As we said in Mody, "our 'first obligation is to consider the statute's
plain meaning'." Id. at 395 (quoting State v. Marchiani,
336 N.J. Super. 541,
546 (App. Div.), certif. denied,
168 N.J. 292 (2001)). We see no basis
in the statute for distinguishing between degrees of bodily injury. Here, there is
no doubt that plaintiff sustained bodily injury, which resulted in medical expense for
ambulance transportation and emergency room evaluation. Certainly, the fact that he did not
make a claim for any bodily injury is of no moment since, being
uninsured he was barred from asserting any such claim.
See footnote 2
Thus, there was an accident "resulting in injuries," plaintiff was uninsured, and economic
loss is defined to include property damage. The result is that plaintiff's claim
is barred and defendant's motion for summary judgment should have been granted.
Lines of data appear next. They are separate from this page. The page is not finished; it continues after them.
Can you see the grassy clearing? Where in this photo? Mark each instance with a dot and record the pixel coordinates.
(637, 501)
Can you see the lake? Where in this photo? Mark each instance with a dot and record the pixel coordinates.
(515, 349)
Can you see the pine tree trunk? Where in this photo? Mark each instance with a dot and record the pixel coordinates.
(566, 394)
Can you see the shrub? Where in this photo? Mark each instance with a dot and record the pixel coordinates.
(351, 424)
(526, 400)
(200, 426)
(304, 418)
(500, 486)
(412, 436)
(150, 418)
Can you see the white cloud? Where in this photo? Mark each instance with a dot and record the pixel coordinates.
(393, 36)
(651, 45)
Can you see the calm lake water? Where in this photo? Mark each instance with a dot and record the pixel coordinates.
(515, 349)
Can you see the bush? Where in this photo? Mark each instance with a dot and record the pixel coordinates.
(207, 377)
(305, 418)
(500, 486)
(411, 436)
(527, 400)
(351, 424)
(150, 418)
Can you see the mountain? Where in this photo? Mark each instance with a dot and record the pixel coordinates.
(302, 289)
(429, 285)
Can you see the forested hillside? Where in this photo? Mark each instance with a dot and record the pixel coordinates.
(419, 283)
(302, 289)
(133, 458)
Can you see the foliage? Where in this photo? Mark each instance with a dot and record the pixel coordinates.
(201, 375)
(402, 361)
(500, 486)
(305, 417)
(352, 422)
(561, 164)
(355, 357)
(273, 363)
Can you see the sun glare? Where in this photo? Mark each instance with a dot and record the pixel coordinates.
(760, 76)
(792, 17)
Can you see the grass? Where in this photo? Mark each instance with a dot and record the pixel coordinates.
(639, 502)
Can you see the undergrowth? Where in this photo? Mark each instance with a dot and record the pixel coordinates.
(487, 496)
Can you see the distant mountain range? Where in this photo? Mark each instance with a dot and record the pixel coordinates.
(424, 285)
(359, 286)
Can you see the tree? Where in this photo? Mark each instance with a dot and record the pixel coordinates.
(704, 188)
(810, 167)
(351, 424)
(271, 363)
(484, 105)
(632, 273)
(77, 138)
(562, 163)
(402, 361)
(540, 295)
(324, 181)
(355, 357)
Reversed and remanded for entry of judgment in favor of defendants.
Footnote: 1 Judge Wecker did not participate in oral argument. However, the parties consented to
her participation in the decision.
Footnote: 2 We do not consider the brief reference to
Mody in Caviglia v.
Royal Tours of America,
355 N.J. Super. 1, 13 (App. Div. 2002), leave
to appeal granted,
175 N.J. 544 (2003), as constituting a determination that the
result in Mody survives AICRA. Of course, if Caviglia survives Supreme Court review,
N.J.S.A. 39:6A-4.5a is unconstitutional.